Washington’s statute defines a homestead as “real or personal property that the owner uses as a residence,” or that the owner intends to use as his or her principal home. RCW 6.13.010(1). The exemption protects up to $125,000 in equity in the homestead from attachment and execution by creditors. RCW 6.13.070(1), .030; Wieber at 44. In bankruptcy, individual debtors may chose between state and federal exemptions. 11 U.S.C. § 522(b)(2); Wieber at 42. If the debtor choses state exemptions, the law of the state where the bankruptcy is filed applies. Id.
A majority of courts have declined extraterritorial application of state homestead exemptions. Id. The minority of courts that have permitted extraterritorial application did so on policy grounds—i.e., the purpose of the exemption is to provide a home for the family, irrespective of state boundaries—or on principles of statutory construction, when the statutes contained no language restricting the exemption to state residents. Id. at 42–43 (citations omitted). Washington’s homestead exemption is silent on extraterritorial application—there is no language expressly prohibiting or supporting its application to property outside of Washington. Id. at 44. Nonetheless, given the greater context of chapter 6.13 RCW and Title 6, “Enforcement of Judgments,” the Wieber Court found ample support for a statutory construction limiting the exemption to real property in Washington.

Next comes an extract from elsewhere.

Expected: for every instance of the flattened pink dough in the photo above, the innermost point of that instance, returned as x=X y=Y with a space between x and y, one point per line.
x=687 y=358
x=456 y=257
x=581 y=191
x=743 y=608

The Court examined the “procedural” aspects of chapter 6.13 RCW, noting that these procedures plainly apply to Washington courts and agencies to control how the exemption is claimed, limited, and attacked, and “a consistent reading would also require the same actions to be taken by out-of-state courts and agencies” if the homestead exemption applied out-of-state. Id. at 44. The Court found it unlikely that the state legislature meant to impose procedural requirements on foreign courts or agencies, which the state would have no power to enforce, but which could not simply be “jettisoned” from the statute. Id. And, placing the exemption in greater statutory context, Title 6, “Enforcement of Judgments,” expressly applies to “the superior courts and district courts of this state.” Wieber at 45 (emphasis in original) (citation and internal quotations omitted). The statutory procedures cannot be applied extraterritorially, yet it would be “inconsistent with the comprehensive legislative scheme to apply some but not all portions of the homestead law extraterritorially.” Id.
Finally, the Court observed that the significant variation among homestead exemption statutes—with some states providing an unlimited exemption, others allowing none at all, and many gradations in between—further suggests that the legislature intended Washington’s unique homestead exemption to apply in Washington only. Id. at 46.